Moments of truth are revealed in the stories shared about an experience.
In a future post I’ll explore moments of truth in the context of possibility spaces for the emergence of stories. In the meantime, I’d love to hear your stories – good, bad, and ugly – about recent customer experiences you’ve had that you think reveal a moment of truth.



Interaction is just touchpoint.
Moment of truth is critical touchpoint.
The moment of truth for me is best described as the point in which preparation converges with opportunity in a chaotic atmosphere producing an opportunity for a whole range of possibilities both good and bad and all in between.

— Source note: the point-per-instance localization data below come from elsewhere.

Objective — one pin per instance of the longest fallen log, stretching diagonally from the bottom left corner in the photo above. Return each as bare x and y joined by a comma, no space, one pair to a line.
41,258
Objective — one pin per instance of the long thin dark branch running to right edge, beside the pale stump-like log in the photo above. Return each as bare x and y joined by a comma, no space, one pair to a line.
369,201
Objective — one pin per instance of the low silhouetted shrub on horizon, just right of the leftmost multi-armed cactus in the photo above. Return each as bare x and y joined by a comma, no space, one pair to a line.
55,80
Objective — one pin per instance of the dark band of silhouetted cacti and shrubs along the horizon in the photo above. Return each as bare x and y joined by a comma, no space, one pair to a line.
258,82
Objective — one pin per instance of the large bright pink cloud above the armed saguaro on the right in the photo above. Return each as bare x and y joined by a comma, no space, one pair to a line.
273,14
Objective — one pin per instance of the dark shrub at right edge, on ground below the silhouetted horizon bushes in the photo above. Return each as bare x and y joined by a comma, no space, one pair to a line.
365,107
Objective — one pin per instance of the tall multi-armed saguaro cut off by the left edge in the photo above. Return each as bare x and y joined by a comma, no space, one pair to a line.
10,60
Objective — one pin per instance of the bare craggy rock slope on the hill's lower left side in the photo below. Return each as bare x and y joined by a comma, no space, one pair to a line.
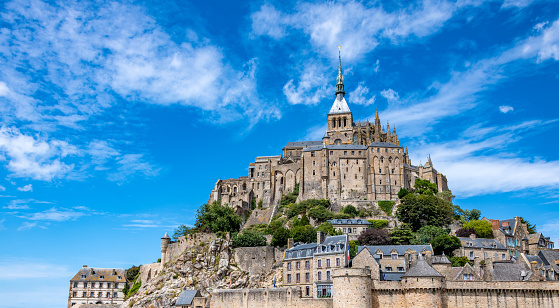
206,266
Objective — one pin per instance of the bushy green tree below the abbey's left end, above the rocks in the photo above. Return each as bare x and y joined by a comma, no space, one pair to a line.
217,218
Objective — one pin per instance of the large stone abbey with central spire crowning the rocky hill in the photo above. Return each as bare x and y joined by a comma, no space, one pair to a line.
354,163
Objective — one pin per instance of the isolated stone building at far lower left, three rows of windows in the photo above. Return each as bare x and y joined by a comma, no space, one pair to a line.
97,286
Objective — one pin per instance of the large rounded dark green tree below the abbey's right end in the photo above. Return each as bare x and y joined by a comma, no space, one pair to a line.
421,210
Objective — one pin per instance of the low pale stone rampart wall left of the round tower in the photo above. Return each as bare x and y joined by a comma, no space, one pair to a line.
269,298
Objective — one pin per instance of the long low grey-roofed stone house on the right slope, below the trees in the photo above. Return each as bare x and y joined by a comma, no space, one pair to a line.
482,248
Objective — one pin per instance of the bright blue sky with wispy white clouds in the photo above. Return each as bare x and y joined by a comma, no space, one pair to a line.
117,118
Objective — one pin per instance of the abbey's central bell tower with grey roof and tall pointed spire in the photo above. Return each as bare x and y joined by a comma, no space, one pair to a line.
340,118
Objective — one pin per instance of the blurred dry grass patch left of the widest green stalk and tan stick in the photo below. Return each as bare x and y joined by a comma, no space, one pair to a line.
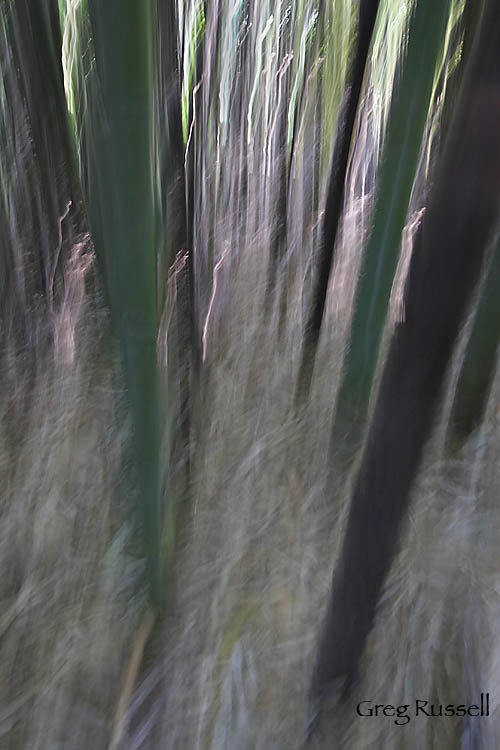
69,594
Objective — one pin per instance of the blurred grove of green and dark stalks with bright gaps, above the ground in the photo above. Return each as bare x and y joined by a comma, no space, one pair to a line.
189,138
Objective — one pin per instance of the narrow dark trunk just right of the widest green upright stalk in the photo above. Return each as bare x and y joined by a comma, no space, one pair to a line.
177,210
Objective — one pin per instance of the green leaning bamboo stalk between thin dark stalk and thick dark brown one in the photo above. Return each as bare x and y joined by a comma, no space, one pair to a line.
408,115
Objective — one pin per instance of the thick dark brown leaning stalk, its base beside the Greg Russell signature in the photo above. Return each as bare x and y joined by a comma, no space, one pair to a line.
443,274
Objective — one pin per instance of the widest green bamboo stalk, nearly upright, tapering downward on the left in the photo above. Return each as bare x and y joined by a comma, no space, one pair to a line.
122,213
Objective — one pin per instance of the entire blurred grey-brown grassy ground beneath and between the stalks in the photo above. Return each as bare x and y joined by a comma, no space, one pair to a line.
230,667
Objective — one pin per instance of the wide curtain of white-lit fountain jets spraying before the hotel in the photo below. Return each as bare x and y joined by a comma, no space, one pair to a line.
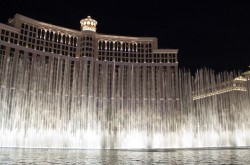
40,109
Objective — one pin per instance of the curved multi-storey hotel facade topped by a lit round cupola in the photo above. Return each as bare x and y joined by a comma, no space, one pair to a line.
40,57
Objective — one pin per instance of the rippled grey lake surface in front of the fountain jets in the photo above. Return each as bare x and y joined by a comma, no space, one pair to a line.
130,157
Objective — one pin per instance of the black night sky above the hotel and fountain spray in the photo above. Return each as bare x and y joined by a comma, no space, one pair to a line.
212,34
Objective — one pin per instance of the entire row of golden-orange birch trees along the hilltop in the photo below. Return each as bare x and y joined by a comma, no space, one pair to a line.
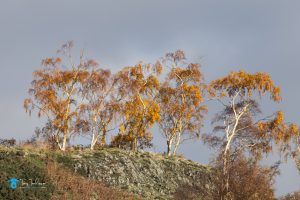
85,99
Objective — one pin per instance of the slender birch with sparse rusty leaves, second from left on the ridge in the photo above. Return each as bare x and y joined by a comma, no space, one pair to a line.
99,106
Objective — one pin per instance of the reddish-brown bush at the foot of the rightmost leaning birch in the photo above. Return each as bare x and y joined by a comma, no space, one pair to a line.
247,180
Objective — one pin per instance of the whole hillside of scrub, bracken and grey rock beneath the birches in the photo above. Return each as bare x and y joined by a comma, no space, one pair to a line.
102,174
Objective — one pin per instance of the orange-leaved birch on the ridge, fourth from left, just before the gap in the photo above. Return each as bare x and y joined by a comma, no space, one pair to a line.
180,98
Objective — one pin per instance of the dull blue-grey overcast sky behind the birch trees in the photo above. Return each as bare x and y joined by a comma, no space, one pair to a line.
253,35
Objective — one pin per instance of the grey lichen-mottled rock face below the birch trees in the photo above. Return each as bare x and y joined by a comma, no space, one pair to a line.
149,175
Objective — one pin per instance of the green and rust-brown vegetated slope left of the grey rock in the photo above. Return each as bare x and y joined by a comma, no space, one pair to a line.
60,183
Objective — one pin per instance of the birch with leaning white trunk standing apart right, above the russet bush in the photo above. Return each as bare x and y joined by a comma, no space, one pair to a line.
242,131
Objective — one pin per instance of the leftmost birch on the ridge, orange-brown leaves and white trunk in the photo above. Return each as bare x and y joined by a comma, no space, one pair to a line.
53,93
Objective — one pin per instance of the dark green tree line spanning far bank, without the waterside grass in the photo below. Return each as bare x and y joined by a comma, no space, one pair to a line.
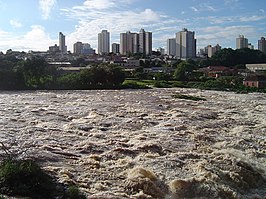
36,73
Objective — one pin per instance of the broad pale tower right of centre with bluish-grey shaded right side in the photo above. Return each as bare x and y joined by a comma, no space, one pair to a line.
185,44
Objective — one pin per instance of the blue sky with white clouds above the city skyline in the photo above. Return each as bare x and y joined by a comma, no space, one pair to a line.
34,24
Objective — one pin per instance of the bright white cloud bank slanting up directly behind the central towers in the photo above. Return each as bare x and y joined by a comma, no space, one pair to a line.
87,30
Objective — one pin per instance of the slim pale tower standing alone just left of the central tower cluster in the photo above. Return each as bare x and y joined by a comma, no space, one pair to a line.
104,42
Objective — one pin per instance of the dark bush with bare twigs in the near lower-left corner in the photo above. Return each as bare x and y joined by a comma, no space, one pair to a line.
22,176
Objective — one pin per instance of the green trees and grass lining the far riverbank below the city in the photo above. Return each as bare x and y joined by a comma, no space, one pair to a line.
36,74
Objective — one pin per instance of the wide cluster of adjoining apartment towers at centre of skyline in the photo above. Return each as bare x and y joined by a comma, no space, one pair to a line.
136,43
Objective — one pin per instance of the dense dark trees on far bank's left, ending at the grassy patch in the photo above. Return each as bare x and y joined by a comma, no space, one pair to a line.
36,73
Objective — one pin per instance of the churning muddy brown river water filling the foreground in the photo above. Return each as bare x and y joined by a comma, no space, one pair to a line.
142,143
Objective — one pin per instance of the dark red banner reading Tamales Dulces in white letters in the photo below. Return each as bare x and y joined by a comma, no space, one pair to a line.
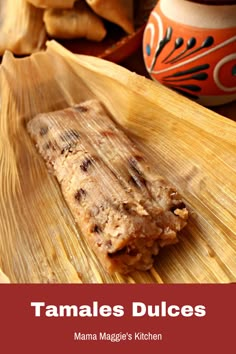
114,318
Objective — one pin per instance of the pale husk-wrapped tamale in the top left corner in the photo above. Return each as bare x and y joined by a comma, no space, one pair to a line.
22,29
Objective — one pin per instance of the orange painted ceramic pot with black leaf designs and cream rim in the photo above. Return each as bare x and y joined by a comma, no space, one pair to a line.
190,46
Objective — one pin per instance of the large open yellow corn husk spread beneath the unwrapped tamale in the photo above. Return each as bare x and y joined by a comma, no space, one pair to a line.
191,146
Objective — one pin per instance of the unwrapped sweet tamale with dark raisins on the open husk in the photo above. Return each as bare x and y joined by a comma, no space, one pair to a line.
123,207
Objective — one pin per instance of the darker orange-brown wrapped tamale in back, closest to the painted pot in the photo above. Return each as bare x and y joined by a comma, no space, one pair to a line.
116,11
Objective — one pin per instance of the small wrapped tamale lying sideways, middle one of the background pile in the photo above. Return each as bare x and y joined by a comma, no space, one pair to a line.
79,22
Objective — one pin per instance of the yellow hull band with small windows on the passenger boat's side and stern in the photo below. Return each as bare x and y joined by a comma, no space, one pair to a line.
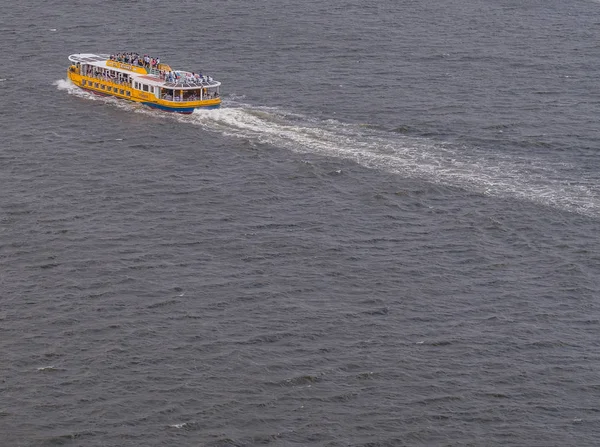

Agree – every interaction is NOT a moment of truth. Richard A Normann actually pioneered the use of the term, that was popularized by Carlzon. There are a number of standard MOTs, including first contact, greet, thank you and last contact.
There is also the concept of moments of need I use in my practice when designing better service experiences. Back to MOTs – they are the also the measurement points for levels of satisfaction.
The path to service and operational excellence is through knowing the moments of truth within each service encounter or service request.
You’re better off using Kal Bashir’s hero’s journey cycle at http://www.clickok.co.uk/index4.html
I beg to differ. 1) The concept of a moment of truth IS simple, but is only made complicated when one tries to create or “script” the incalculable number of interactions (I beleive this is referred to “designing” for moments of truth…whatever THAT means. 2) I disagree that the myriad of customer satisfaction surveys has anything to do with the concept of moments of truth. Rather, they are the antithesis of the whole concept of moments of truth. Surveys are cold, impersonal communications that simply have NOTHING to do with Mr. Carlzon’s idea. 3) The notion of disecting a simple idea and reconstructing it in a behavior model is great academic stuff, but is just not practical in the real world. Human behavior in guest service needs to be genuine and natural, which is what the SIMPLE idea of moments of truth does.